According to Hee Ram Gourd, a resident of Udaipur village in Udaipur panchayat of Lahaul Spiti, about 45 kilometres downstream of Tandi, “Over a decade ago, the survey for the Shaili hydropower project showed sixty thousand trees would be cut. This number would have gone up to at least a lakh now Who wants such development?”

“The recent disaster in Uttarakhand has scared the people of Lahaul and Spiti, who fear something similar can strike them too. Hence they are coming together to oppose these projects,” said Prakash Bhandari of Himdhara Environment Research and Action Collective.

In the past, the tribal villagers of Lahaul and Spiti have organised several campaigns to oppose the proposed dam projects in their region. The recent Uttarakhand disaster has only strengthened their resolve.
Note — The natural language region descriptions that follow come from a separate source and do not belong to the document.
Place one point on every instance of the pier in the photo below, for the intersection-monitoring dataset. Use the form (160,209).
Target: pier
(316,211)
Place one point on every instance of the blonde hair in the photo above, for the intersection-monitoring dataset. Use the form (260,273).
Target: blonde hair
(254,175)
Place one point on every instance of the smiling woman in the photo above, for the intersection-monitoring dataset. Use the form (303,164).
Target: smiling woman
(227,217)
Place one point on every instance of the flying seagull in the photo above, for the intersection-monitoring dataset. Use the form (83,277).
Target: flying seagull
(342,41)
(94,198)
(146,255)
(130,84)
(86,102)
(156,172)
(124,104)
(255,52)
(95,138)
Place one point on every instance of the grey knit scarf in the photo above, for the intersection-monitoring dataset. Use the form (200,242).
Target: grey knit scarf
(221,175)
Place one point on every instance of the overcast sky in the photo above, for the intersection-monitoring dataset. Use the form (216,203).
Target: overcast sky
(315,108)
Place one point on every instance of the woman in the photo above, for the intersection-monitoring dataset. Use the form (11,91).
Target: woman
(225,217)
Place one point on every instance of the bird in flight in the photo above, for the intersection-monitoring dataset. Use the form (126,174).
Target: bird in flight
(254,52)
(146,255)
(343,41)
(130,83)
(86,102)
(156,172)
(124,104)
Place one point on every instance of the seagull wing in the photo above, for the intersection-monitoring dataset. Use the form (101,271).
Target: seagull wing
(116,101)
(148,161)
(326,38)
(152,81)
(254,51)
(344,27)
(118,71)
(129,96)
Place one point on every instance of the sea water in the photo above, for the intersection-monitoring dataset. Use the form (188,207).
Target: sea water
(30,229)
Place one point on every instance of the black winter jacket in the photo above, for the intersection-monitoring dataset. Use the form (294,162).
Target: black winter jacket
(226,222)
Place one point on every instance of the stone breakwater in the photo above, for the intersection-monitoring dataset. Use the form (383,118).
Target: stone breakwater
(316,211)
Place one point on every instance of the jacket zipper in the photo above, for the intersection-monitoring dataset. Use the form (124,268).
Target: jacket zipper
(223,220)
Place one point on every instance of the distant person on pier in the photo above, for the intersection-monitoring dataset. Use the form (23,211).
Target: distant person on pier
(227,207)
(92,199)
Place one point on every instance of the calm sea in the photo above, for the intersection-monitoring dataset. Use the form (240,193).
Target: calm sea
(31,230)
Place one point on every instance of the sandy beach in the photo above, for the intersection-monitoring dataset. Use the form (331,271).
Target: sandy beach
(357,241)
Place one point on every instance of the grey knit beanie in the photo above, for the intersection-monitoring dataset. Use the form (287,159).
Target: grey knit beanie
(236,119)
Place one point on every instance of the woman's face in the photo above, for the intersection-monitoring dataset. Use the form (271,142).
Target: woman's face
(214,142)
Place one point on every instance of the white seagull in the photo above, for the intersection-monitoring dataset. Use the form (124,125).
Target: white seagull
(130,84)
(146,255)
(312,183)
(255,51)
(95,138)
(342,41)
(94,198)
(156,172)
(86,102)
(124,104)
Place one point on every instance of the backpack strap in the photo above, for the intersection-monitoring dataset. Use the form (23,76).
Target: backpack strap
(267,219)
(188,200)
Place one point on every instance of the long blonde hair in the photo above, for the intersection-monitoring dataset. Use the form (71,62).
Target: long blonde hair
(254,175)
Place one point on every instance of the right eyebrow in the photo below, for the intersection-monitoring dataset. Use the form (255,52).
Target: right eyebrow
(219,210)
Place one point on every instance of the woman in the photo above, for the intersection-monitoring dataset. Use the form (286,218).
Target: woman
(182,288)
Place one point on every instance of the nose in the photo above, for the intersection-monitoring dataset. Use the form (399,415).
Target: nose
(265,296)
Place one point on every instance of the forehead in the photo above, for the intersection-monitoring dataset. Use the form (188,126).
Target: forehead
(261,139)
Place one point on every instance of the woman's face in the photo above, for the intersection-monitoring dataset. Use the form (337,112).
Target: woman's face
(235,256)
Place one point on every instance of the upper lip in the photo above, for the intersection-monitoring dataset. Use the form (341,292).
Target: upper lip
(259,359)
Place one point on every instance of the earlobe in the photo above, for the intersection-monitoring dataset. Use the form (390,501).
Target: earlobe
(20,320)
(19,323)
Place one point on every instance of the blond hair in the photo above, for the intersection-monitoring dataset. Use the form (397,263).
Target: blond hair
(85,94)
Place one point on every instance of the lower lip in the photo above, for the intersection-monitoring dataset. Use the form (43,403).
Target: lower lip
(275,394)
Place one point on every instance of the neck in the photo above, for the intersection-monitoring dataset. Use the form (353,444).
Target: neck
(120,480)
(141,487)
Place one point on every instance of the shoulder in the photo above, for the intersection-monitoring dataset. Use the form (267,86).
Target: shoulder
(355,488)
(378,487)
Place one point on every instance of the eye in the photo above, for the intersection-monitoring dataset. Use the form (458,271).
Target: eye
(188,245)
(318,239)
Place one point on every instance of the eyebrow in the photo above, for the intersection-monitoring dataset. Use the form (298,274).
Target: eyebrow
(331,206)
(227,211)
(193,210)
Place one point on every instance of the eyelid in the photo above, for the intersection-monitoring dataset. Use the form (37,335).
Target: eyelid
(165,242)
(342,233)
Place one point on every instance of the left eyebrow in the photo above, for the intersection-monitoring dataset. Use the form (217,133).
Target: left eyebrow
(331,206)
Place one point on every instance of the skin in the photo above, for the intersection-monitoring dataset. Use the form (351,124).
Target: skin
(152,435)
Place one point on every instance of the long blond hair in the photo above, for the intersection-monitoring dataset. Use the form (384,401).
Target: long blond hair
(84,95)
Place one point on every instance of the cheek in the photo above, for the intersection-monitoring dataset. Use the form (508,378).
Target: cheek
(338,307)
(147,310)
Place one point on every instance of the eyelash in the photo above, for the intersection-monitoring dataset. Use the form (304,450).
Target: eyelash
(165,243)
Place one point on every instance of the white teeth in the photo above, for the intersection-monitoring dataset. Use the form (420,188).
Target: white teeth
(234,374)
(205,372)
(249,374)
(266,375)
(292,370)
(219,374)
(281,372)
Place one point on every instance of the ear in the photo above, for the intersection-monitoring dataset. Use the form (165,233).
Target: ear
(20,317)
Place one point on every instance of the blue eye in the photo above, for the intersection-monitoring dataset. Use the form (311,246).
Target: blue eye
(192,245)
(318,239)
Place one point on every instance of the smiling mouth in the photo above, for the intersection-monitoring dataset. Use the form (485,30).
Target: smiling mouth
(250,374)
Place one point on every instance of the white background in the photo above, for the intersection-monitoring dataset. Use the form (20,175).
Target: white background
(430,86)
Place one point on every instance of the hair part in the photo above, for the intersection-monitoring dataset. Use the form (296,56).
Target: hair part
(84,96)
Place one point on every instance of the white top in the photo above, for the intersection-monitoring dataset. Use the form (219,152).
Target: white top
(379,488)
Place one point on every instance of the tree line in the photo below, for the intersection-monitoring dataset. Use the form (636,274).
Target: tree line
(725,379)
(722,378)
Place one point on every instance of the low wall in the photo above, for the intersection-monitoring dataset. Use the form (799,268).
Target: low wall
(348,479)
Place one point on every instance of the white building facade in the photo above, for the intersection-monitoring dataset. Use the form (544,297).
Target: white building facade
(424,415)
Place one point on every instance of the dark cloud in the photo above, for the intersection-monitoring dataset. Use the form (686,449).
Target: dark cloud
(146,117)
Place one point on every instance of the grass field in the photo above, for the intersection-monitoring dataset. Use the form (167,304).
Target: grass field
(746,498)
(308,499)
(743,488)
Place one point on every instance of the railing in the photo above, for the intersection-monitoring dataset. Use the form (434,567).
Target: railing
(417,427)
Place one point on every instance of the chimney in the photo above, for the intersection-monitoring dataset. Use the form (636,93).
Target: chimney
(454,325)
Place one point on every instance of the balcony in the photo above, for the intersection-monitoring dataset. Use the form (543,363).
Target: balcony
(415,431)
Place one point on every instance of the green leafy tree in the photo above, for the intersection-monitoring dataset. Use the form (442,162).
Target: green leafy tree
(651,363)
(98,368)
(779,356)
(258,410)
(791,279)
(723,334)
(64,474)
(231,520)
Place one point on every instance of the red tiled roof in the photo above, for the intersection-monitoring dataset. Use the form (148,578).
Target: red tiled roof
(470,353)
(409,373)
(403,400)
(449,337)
As per news reports, Himachal Pradesh has a total identified potential of 27,400 MW, of which only 10,519 MW has been generated so far. A majority of the projects are proposed in Lahaul-Spiti, Kinnaur and Chamba districts. 

Meanwhile, in Chamoli district of Uttarakhand, it is a race against time as ITBP and NDRF teams try to rescue people. Vaibhav Saklani, a resident of Joshimath, was trying to locate his relative who was last seen near the Tapovan tunnel. Saklani told Gaon Connection that the water level rose thirty to forty feet and came up to the road. 

A bridge of the Border Roads Organisation (BRO) has been destroyed. Connectivity to 11 villages has snapped. Telephone networks are poor, and since this is the Niti Valley close to the border, mobile connections have not reached these remote villages, Bhandari said. The villages that have been disconnected include Gahar, Bhangyul, Raini Palli, Paing, Laataa, Suraithota, Tolma, and Fagrasu.